Zwar sprachen die Indizien dafür, dass A. mit der jungen Frau Sex hatte, doch konnte das Gericht nicht eindeutig feststellen, ob es sich nicht doch um einvernehmlichen Geschlechtsverkehr handelte. Die 18-Jährige war vor dem Prozess abgetaucht und hält sich im Ausland auf. Sachverständige zogen die Glaubwürdigkeit ihrer Aussagen in Zweifel, was auch mit ihrer psychischen Erkrankung zu tun hat.
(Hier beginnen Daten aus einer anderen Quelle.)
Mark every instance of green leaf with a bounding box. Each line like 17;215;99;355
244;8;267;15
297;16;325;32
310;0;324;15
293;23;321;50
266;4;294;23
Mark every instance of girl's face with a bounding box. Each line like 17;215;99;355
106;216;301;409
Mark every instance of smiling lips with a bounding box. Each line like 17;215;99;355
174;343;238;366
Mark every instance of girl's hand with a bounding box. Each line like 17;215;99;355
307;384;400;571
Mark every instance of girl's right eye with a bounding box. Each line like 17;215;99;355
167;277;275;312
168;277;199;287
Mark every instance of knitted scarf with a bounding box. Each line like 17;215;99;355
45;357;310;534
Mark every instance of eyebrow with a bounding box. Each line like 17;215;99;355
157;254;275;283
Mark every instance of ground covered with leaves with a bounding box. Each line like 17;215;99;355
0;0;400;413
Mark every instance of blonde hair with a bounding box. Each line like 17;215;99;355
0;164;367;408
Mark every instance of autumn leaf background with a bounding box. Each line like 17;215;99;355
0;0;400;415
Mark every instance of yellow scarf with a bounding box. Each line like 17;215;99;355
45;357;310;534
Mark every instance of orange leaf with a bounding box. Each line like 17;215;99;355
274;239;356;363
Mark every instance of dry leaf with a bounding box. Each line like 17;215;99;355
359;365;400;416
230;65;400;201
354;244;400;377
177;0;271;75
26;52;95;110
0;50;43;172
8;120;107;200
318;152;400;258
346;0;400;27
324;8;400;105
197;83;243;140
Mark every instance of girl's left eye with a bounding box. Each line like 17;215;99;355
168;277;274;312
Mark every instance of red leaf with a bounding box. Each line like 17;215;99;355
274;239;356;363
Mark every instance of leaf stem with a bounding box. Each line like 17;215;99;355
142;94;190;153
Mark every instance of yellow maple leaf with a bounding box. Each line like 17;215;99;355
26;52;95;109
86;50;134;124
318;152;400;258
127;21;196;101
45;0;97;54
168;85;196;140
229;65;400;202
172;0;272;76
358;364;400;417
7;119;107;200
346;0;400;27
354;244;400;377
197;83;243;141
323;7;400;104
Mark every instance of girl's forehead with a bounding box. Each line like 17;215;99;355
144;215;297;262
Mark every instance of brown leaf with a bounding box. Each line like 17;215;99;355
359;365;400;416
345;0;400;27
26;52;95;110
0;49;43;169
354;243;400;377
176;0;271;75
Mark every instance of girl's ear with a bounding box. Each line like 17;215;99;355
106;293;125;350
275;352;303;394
Es sei nicht sicher, ob sich die 18-Jährige bei ihrer auf Video aufgezeichneten Befragung durch eine Ermittlungsrichterin richtig an ihr Zusammensein mit A. erinnert habe, teilte der Richter bei der Urteilsverkündung mit. Er zitierte ein Urteil des Bundesgerichtshofs, wonach bei einer geistigen Erkrankung Zweifel an der Glaubwürdigkeit von Zeugen berechtigt seien. Die junge Frau hatte sich nach einem Suizidversuch in stationäre Behandlung begeben. Sie sei „teilweise weggetreten“ und könne sich nicht mehr erinnern, habe sie vor der Erstrichterin selbst eingeräumt. Die Gutachter gehen jetzt von „unzutreffender Wahrnehmung“ und „fehlerhaften Angaben“ aus.
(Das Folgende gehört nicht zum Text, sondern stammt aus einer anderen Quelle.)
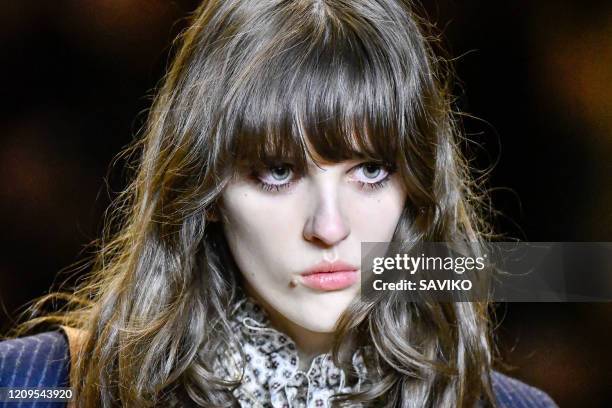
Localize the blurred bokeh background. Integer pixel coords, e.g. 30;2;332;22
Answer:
0;0;612;407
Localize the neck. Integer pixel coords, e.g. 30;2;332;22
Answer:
247;289;334;371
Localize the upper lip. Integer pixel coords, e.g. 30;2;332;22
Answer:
302;261;359;275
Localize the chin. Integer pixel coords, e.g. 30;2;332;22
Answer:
295;291;356;333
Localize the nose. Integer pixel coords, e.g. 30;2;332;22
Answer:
304;187;351;247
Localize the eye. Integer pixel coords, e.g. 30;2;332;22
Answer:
355;162;392;184
254;163;294;191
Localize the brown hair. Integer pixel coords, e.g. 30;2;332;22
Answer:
5;0;494;407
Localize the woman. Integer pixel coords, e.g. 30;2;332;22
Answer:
1;0;554;407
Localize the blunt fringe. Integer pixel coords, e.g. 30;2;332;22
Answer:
4;0;495;408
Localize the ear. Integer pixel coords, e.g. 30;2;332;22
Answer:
205;206;219;222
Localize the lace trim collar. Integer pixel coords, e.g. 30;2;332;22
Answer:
225;295;367;407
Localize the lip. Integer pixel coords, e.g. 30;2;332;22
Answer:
301;261;359;291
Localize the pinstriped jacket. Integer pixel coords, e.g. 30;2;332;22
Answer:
0;330;557;408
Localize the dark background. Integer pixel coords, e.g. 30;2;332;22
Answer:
0;0;612;407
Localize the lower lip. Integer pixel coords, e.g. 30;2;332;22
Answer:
302;271;359;290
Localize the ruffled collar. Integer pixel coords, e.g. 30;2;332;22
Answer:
216;295;367;407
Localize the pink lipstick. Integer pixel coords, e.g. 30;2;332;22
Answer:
301;261;359;291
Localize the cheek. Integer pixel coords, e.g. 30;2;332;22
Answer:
353;185;406;241
223;187;296;274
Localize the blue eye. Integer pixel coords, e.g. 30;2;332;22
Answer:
355;162;395;190
255;164;294;191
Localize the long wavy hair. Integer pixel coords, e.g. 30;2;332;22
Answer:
8;0;495;408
Der Richter bedauerte, dass nicht schon unmittelbar nach der Tat eine solche Begutachtung der 18-Jährigen vorgenommen worden war. Ohne ein persönliches Erscheinen könne die Sachverständige nichts Näheres zur Glaubwürdigkeit beisteuern. Das Gericht geht weiterhin davon aus, dass die nach eigenen Angaben Vergewaltigte durch eine schwere Kindheit traumatisiert sei. Im Wunsch nach Anerkennung könnte sie dazu neigen, Dinge überspitzt darzustellen – insbesondere unter dem Druck polizeilicher Vernehmung. Dass sie bereits in zwei Fällen Männer beschuldigt habe, sich ihr sexuell genähert zu haben, könnte ein Schema sein.
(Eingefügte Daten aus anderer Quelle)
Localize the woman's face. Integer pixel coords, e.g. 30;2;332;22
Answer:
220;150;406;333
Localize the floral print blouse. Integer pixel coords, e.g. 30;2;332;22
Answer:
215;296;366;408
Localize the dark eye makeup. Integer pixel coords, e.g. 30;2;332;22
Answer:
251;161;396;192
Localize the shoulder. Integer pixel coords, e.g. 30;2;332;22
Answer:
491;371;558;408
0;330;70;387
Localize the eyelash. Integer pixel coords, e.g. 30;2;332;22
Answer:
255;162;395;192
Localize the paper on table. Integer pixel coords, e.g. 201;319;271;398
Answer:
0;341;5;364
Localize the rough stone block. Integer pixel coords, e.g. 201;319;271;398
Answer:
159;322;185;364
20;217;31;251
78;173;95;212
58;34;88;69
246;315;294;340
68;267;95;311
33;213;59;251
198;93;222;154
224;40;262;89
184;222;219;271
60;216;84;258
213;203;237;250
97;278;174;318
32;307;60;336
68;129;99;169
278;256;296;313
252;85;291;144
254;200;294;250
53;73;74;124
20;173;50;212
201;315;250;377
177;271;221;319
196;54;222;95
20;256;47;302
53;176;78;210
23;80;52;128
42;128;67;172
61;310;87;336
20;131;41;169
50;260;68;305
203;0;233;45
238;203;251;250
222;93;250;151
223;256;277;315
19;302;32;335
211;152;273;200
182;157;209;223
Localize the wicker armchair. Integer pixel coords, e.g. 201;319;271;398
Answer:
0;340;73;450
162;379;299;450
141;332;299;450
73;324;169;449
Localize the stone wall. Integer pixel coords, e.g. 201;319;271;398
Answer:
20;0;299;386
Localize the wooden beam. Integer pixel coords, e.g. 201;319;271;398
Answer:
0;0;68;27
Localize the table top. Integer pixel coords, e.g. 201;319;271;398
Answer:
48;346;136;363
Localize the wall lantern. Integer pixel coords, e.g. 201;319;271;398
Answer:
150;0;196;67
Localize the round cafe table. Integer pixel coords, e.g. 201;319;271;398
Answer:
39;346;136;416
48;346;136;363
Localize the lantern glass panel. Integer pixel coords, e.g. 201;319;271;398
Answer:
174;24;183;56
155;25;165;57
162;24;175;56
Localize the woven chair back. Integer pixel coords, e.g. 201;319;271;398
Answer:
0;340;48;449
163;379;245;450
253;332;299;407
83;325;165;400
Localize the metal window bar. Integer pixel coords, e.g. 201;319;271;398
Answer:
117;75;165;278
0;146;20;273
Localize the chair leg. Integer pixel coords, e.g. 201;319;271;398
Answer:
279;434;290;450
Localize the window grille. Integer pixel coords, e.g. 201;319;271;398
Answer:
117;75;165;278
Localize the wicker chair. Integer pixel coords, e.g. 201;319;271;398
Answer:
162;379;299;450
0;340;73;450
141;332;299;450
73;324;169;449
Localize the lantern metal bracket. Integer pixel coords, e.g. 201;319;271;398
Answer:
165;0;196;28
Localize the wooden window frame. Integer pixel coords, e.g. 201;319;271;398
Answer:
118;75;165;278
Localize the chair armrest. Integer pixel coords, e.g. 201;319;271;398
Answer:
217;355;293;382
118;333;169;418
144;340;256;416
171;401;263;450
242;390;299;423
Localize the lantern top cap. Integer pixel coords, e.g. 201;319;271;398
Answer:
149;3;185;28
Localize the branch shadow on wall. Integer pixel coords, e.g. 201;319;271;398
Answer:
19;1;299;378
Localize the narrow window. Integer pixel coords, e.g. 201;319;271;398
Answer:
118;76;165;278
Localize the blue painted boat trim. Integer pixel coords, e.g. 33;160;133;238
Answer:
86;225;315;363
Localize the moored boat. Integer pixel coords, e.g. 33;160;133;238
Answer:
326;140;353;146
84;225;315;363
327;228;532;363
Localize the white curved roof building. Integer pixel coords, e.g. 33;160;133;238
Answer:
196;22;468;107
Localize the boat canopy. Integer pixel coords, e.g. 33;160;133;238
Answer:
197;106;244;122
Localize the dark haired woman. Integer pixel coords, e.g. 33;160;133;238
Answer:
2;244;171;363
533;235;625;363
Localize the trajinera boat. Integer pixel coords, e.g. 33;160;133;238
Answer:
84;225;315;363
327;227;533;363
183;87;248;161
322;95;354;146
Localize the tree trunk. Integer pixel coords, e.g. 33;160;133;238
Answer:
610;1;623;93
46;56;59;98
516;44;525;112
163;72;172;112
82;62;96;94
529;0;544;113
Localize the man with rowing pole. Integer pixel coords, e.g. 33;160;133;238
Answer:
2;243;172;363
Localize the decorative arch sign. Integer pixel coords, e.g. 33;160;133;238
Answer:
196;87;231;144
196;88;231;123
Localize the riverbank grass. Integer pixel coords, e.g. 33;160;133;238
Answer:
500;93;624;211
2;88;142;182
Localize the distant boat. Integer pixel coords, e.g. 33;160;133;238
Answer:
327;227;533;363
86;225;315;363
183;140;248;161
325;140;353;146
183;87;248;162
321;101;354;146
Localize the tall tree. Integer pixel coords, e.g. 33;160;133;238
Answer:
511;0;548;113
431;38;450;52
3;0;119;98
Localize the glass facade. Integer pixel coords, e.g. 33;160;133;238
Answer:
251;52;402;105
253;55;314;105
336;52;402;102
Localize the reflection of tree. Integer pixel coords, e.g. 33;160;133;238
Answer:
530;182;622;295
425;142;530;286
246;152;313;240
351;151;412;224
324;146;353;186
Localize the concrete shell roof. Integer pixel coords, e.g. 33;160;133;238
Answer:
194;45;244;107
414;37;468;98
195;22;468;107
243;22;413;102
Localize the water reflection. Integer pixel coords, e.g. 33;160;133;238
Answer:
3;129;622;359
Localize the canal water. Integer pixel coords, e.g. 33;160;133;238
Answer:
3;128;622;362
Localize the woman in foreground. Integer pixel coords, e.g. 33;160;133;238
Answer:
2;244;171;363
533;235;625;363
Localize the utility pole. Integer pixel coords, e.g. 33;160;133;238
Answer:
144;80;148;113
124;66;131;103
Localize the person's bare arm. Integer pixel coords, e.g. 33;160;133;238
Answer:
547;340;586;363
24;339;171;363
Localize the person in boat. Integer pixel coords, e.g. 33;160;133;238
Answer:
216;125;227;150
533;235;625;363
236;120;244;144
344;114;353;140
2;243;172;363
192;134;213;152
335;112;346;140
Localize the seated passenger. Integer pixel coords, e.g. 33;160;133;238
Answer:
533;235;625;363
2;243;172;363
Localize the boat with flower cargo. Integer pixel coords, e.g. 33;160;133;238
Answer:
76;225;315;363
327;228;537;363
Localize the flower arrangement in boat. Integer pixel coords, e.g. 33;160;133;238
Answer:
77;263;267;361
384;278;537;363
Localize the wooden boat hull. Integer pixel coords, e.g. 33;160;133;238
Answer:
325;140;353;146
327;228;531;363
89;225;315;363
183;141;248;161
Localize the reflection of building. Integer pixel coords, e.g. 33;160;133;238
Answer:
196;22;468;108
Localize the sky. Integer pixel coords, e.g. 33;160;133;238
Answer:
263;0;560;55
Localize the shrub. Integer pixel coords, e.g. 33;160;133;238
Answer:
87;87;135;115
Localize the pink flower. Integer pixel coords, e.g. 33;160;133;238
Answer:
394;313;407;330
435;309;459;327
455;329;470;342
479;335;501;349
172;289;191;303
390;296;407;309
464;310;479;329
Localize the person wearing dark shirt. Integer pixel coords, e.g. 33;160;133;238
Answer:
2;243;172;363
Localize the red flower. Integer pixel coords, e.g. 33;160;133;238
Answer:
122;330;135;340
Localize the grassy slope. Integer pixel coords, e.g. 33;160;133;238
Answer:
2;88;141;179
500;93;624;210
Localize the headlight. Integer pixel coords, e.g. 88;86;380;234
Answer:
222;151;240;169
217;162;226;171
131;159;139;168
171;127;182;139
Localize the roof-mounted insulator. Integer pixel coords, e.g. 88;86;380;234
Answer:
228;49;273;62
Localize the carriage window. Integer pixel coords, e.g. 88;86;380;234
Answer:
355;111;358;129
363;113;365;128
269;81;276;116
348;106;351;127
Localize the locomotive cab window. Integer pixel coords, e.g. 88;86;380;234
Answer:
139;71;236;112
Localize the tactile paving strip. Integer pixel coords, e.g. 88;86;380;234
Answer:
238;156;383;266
Den Tatbestand, A. habe seinen Gast aus der Stuttgarter Klinik entführt, sieht das Gericht nicht als erwiesen an. Die junge Frau habe die Klinik auch schon vorher freiwillig verlassen: „Es spricht viel dafür, dass sie sich außerhalb Mittel beschaffen wollte, die sie in der Klinik nicht bekommen konnte.“

Ganz straffrei geht der Angeklagte aber nicht aus dem Verfahren hervor. Die Kammer verurteilte ihn zu einem Jahr Haft ohne Bewährung. A. habe dreimal gegen den Gewaltschutz verstoßen, als er das elterliche Grundstück betrat – zuletzt mit der 18-Jährigen, um in die Kellerwohnung zu gelangen. A. hatte im Streit seinen Vater geschlagen und seiner Mutter den Arm verdreht. Der mehrfach Vorbestrafte hatte damals auch vor der örtlichen Kauflandfiliale einen angeleinten Bullterrier-Mischling mitgenommen. Freigelassen wurde A. jetzt zunächst, weil er wegen der mutmaßlichen Vergewaltigung einsaß. Die übrige Freiheitsstrafe muss er aber noch verbüßen.